Abgrenzung zu Fertigteilrammpfählen

Fertigteilrammpfähle sind in einem Werk hergestellte Betonfertigteile, die auf der Baustelle nur noch in den Baugrund eingebracht werden müssen. Sie sind sofort nach dem Einbau belastbar, da die Betonbestandteile bereits vollständig ausgehärtet angeliefert werden. Dies ist insbesondere dann von Vorteil, wenn für den Grundbau nicht viel Zeit zur Verfügung steht.

Ausgeführt werden diese als Spannbetonrammpfähle oder Stahlbetonrammpfähle. Anders als Stahlrohrpfähle werden bei Fertigteilrammpfählen die Pfähle direkt durch Schläge auf den Rammpfahl in den Baugrund getrieben. Dadurch entstehen erheblich stärkere Erschütterungen als beim Einbau der Stahlrohrpfähle. Durch den Einsatz von modernen Hydraulikbären konnten die Erschütterungen gegenüber dem Einbau mit Dieselbären zwar deutlich verringert werden, doch sind die dennoch starken Erschütterungen in bestimmten Situationen ein limitierender Faktor für den Einsatz der Stahlbetonrammpfähle.

Bei beiden Verfahren aus dem Grundbau wird der anstehende Boden durch den Rammpfahl verdrängt und somit nachverdichtet. Ein Nachteil der Stahlbetonrammpfähle ist die geringe Flexibilität in Bezug auf die Länge. Die Stahlbetonrammpfähle werden in der berechneten Länge gefertigt und angeliefert. Eine Reaktion auf bauseitige Abweichungen ist nicht oder nur unter großem Aufwand möglich. Stahlrohrpfähle werden nach Erreichen der erforderlichen Tiefe und Tragfähigkeit auf der benötigen Höhe gekappt.

Durch die Herstellung in einem Werk wird mit den Betonfertigteilen eine homogene Qualität erreicht. Die Schwankungen durch Fertigungsumstände können minimiert werden. Dadurch, dass Stahlrohrpfähle auf der Baustelle mit Beton verfüllt werden, können beispielsweise witterungsbedingte Qualitätsschwankungen entstehen.

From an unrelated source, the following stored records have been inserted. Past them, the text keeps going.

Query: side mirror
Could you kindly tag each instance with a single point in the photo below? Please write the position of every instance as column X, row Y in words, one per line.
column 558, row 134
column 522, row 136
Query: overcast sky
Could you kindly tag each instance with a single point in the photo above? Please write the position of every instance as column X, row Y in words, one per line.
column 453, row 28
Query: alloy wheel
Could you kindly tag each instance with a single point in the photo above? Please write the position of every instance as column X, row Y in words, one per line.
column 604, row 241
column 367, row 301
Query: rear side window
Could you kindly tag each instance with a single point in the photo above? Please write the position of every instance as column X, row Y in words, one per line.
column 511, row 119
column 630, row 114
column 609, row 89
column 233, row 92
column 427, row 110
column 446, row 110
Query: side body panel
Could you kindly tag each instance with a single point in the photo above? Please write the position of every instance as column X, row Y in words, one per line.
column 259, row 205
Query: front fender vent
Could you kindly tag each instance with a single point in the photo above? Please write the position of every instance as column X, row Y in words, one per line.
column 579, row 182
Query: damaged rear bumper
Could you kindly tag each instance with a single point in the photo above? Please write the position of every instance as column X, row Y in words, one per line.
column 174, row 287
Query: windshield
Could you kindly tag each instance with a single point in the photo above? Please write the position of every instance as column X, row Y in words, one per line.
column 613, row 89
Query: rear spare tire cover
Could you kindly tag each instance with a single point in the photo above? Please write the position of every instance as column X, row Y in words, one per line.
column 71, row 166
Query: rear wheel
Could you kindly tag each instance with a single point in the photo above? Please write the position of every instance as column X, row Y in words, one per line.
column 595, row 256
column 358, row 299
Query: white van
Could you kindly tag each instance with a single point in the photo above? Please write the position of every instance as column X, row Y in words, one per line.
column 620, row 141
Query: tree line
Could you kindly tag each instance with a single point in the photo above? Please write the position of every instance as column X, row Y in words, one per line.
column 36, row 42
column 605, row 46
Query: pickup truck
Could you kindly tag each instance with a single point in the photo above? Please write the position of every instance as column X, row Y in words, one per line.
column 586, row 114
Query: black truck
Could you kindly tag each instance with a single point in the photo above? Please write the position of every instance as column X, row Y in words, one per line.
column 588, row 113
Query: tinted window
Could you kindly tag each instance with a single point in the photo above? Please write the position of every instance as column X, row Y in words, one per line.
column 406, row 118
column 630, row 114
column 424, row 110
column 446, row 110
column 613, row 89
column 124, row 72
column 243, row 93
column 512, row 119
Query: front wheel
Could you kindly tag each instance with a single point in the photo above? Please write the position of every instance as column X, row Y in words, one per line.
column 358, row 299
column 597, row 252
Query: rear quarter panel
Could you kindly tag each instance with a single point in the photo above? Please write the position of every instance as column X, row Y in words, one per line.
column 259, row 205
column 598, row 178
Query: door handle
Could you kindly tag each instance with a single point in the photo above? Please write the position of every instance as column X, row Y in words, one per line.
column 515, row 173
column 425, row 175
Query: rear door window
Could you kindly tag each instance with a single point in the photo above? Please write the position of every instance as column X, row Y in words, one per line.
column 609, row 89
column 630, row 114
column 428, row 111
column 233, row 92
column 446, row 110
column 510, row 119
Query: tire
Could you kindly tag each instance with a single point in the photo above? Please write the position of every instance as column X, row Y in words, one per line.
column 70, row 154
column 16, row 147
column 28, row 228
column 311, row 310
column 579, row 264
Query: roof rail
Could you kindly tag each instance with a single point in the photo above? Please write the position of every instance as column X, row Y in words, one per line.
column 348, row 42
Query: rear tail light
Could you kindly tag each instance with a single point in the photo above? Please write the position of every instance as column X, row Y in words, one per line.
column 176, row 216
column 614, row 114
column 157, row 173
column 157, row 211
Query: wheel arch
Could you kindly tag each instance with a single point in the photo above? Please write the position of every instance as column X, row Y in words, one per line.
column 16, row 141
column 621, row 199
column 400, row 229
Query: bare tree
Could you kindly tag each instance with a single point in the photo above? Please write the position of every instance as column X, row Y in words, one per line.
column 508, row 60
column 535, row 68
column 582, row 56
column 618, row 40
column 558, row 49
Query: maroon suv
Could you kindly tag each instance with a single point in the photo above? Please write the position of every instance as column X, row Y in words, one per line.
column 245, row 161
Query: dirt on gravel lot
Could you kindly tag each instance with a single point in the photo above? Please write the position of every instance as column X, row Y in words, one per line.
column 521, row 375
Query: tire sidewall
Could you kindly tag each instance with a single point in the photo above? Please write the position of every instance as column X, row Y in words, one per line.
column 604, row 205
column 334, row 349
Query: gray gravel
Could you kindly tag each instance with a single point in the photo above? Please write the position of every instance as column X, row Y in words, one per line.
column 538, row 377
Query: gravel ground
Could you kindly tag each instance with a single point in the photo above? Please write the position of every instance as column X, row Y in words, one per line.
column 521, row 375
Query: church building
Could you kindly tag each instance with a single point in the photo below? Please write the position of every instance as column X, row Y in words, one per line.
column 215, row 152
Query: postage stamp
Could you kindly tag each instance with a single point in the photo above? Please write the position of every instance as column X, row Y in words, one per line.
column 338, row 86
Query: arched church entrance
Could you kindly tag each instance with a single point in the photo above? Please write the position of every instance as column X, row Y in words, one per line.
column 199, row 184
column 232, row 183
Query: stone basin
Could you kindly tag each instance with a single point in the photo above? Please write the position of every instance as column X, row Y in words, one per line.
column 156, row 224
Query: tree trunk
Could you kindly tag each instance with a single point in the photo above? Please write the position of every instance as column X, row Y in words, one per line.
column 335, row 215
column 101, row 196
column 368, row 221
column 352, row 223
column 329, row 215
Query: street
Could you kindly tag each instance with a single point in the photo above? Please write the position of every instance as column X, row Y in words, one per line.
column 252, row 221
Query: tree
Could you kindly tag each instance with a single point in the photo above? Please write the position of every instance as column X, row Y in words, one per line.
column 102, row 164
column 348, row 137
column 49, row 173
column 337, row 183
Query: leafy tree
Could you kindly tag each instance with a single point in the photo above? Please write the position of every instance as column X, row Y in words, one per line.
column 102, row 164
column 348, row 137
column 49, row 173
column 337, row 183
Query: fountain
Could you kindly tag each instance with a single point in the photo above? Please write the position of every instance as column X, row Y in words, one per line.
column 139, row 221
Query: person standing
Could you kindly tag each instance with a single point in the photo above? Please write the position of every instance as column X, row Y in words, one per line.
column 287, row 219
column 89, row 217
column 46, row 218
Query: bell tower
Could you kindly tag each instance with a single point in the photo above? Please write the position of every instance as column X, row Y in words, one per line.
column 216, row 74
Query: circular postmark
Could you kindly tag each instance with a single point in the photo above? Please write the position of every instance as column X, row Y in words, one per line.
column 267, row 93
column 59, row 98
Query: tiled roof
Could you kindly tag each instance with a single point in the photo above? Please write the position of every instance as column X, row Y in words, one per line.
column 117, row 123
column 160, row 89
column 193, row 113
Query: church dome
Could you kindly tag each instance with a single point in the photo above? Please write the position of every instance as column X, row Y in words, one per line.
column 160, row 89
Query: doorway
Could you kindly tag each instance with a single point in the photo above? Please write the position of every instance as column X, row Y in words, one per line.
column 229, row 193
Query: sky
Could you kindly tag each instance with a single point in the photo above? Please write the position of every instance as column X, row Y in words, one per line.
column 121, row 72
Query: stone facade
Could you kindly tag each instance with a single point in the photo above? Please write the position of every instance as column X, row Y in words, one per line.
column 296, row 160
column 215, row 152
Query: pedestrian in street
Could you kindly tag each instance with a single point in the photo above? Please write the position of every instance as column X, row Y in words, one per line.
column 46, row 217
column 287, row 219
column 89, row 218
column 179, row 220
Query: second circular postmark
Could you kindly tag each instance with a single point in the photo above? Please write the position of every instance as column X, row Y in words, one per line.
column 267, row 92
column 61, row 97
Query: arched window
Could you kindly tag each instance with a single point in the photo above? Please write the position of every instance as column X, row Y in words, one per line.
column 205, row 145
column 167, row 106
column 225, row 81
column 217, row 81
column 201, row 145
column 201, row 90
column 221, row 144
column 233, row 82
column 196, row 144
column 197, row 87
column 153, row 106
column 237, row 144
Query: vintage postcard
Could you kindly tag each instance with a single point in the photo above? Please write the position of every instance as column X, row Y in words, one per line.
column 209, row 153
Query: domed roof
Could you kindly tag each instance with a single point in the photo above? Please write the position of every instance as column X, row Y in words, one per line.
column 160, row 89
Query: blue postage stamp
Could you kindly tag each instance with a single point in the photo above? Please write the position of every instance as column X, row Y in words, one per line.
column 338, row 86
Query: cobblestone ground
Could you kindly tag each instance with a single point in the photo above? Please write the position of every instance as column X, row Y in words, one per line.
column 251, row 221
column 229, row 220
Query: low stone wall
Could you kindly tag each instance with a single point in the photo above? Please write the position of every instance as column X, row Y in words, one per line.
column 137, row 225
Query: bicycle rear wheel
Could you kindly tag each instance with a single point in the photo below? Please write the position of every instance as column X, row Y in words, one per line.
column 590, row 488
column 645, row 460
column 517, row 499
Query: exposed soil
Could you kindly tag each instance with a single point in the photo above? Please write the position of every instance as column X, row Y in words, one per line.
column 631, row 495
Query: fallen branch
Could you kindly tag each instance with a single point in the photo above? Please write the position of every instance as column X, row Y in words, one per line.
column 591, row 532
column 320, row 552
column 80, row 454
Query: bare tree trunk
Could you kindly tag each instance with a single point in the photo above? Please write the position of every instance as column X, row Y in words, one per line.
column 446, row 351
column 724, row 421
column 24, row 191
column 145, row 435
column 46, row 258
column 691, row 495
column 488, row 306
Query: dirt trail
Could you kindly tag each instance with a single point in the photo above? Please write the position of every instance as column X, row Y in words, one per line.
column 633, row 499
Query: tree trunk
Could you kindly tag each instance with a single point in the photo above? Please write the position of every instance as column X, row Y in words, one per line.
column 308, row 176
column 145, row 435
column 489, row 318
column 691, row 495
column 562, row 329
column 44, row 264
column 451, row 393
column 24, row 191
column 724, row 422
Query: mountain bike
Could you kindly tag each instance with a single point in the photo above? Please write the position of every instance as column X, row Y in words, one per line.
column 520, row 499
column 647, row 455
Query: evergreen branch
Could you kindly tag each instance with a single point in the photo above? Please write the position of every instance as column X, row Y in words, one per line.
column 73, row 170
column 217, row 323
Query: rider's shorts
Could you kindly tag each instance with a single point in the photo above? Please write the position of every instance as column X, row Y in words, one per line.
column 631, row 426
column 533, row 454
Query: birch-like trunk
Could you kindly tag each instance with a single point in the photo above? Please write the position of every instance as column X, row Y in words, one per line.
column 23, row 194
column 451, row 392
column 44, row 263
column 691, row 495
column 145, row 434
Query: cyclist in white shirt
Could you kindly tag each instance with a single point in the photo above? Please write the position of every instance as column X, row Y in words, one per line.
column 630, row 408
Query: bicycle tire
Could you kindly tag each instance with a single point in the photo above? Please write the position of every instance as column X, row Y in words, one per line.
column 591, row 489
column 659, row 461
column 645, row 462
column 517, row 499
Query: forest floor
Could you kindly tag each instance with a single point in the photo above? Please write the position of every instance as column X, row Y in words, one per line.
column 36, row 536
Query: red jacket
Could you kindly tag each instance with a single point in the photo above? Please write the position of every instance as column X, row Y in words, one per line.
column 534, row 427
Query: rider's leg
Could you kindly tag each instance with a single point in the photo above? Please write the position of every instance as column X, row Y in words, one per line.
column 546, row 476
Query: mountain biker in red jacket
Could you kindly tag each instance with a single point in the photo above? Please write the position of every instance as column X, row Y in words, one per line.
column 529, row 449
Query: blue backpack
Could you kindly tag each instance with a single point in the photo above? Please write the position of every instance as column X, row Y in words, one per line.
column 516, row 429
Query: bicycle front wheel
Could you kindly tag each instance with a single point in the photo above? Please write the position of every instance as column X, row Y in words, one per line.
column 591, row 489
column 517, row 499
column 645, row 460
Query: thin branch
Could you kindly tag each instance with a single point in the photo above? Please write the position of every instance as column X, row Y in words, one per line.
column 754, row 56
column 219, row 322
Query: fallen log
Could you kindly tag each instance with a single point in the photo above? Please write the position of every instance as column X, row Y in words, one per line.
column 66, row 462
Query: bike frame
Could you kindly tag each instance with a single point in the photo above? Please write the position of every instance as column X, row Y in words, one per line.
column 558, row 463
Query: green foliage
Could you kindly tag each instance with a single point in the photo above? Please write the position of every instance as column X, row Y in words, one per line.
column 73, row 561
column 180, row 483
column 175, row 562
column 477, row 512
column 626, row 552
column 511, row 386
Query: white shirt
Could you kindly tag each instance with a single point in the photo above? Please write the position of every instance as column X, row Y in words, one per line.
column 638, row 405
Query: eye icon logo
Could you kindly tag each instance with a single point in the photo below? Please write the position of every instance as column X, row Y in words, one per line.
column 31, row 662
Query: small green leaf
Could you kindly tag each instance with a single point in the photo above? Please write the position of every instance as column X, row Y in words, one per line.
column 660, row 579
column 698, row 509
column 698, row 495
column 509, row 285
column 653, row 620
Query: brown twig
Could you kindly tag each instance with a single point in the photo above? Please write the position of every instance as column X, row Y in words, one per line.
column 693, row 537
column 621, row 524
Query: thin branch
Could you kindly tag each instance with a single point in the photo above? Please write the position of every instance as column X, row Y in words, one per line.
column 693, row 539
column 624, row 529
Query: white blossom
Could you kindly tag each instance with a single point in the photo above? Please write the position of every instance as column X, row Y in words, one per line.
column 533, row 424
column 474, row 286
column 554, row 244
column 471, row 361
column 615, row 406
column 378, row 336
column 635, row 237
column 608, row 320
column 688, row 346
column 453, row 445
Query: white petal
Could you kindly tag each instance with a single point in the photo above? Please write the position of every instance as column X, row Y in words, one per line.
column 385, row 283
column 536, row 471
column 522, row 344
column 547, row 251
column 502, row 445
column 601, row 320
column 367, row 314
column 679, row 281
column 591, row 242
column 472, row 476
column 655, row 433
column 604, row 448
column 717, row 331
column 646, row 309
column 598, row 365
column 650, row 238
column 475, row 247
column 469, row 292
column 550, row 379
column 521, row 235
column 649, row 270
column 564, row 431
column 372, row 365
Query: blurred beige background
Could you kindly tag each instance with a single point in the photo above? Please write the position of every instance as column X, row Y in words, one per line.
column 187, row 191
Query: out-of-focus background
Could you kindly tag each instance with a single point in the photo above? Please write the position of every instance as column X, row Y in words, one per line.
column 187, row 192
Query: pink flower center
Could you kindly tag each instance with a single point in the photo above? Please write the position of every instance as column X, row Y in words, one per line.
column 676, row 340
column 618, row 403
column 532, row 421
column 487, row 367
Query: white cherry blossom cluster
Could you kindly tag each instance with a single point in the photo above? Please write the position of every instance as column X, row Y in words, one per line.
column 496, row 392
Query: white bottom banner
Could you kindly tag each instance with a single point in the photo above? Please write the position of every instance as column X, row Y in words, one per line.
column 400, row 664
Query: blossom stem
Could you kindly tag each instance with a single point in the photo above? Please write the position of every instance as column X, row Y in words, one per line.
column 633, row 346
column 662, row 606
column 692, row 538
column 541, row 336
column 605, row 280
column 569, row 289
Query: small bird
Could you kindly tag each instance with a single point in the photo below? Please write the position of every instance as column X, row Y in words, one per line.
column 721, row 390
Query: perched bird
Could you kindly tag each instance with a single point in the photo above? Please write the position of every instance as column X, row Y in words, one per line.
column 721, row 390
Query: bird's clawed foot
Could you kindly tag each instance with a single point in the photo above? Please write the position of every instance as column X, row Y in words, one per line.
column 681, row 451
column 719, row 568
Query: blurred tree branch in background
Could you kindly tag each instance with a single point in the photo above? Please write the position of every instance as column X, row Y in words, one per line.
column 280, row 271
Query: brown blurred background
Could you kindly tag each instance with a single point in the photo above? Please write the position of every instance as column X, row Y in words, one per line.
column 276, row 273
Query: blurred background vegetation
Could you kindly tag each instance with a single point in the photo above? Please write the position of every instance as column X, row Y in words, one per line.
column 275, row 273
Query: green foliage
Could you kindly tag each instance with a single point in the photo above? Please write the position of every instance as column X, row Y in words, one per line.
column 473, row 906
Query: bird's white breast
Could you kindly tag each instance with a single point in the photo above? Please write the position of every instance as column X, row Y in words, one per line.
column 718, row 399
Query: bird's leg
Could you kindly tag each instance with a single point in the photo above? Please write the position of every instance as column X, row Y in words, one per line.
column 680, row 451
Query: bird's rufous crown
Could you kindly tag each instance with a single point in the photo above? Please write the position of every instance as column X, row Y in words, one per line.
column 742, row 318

Ein weiterer Unterschied ist die Lärmbelastung während des Einbringens der Pfähle. Während Stahlbetonrammpfähle vom Rammbären immer außerhalb des Erdreiches getroffen werden, fällt der Fallbär zum Einbringen des Stahlrohrpfähle innerhalb des Rohres und damit innerhalb des Erdreiches. Dadurch unterschieden sich die Lärmemissionen beider Verfahren aus dem Spezialtiefbau deutlich.

Zusammenfassung

Bauherren und Baubetriebler, die mit dem Grundbau und dem Spezialtiefbau zu tun haben, sollten sich die Möglichkeiten durch den Einsatz von Stahlrohrpfählen vor Augen halten. Durch die verhältnismäßig einfache Einbautechnik werden Stahlrohrpfähle schon bei einer geringen Anzahl von Pfählen und somit bei kleineren Bauvorhaben wirtschaftlich. Durch den geringen Platzbedarf der Maschinentechnik können Stahlrohrpfähle auch unter bestehenden Bauwerken oder in unmittelbarer Nähe zu angrenzenden Gebäuden eingesetzt werden. Diese Kombination ist es, die das Verfahren anderen Disziplinen aus dem Spezialtiefbau voraus hat.